During all this, Jeremy’s approach was to try and do all he could to keep up with his schoolwork and maintain an active social life. “On treatment weekends, I had to kind of lay low, but on other weekends I’d go hiking and snowboarding,” he says. One thing is certain, he was going to try to keep things as normal as he could as he dealt with this. Even to the point where if it snowed on a treatment weekend, he’d go snowboarding anyway. “Yeah,” he admits, “the doctors said to take it easy and not do anything crazy like board through the trees, but then, I really like boarding in the trees, so……”

But choosing to stay in Burlington at school also meant there were still monthly bills to pay. Even though he was able to keep his campus job, it became a challenge to make ends meet. His social worker mentioned the Joe Andruzzi Foundation as a possible way to get some financial assistance, and Jeremy, a huge Patriots fan, jumped at the opportunity.

Jeremy was given a financial assistance grant from the Joe Andruzzi Foundation, ultimately helping with rent, utilities, and food. But, as Jeremy will tell you, it was more than just the financial help that mattered.

“Being able to connect with people who’ve been through the same thing was important,” he says. “And I’m glad to share my story in case it can help someone else who’s dealing with this.”

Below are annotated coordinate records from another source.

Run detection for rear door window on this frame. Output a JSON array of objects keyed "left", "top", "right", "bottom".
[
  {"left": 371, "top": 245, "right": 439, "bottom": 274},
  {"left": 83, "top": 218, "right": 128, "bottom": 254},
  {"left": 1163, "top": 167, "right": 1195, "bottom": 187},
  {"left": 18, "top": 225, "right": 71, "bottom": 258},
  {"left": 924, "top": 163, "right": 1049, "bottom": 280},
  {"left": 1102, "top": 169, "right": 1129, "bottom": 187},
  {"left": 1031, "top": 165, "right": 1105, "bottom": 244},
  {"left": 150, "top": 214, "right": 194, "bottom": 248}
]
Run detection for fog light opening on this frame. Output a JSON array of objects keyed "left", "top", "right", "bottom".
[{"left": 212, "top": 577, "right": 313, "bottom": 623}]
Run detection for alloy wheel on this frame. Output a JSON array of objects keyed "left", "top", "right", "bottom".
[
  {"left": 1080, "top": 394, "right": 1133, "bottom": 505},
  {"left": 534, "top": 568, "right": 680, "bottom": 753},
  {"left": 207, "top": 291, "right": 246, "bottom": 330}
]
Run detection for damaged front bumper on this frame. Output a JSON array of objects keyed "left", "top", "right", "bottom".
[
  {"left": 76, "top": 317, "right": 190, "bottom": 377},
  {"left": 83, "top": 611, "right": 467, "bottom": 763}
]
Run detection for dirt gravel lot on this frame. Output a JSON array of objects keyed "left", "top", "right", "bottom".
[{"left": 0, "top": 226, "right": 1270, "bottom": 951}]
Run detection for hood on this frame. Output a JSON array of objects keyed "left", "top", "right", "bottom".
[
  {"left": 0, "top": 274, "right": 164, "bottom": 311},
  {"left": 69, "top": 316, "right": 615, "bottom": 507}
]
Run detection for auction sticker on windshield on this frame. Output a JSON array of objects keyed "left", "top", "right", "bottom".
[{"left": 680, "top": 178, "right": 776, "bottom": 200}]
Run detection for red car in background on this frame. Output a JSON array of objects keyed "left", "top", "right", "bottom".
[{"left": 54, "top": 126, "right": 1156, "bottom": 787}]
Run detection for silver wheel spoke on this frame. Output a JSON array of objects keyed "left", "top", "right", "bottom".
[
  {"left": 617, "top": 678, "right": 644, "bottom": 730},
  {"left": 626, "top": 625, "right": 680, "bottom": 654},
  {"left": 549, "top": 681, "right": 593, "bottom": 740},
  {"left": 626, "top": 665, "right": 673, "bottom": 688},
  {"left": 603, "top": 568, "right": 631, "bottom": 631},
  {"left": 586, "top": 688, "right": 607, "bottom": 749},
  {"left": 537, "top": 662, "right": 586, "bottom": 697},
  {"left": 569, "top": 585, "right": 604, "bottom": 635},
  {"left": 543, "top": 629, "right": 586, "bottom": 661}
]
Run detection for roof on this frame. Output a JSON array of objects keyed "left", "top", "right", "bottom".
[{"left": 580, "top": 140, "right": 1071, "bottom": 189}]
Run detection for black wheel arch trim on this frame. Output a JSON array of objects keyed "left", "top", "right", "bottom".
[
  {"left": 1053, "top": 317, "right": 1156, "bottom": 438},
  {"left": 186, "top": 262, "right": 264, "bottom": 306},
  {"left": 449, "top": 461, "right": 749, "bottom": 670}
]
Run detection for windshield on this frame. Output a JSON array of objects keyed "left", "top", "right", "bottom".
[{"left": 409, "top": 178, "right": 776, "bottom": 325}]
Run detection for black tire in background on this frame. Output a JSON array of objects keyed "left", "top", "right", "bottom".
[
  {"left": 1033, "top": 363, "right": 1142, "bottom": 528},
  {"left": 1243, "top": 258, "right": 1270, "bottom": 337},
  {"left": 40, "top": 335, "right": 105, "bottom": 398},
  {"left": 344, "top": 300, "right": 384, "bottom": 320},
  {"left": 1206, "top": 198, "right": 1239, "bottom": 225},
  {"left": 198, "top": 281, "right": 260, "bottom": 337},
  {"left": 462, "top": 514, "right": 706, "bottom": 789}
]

As of today, Jeremy is through all his treatments and his latest scan is clean. He will have routine scans for the next five years to ensure the cancer isn’t coming back.

This past summer (2019), he worked a job repairing wind turbines before returning to UVM in the fall. “The first climb up was a little daunting, those things sway a little, but I’m used to it and I really like it now.”

In some ways, it’s a metaphor for Jeremy’s attitude throughout his cancer battle: poise and resiliency well beyond his years.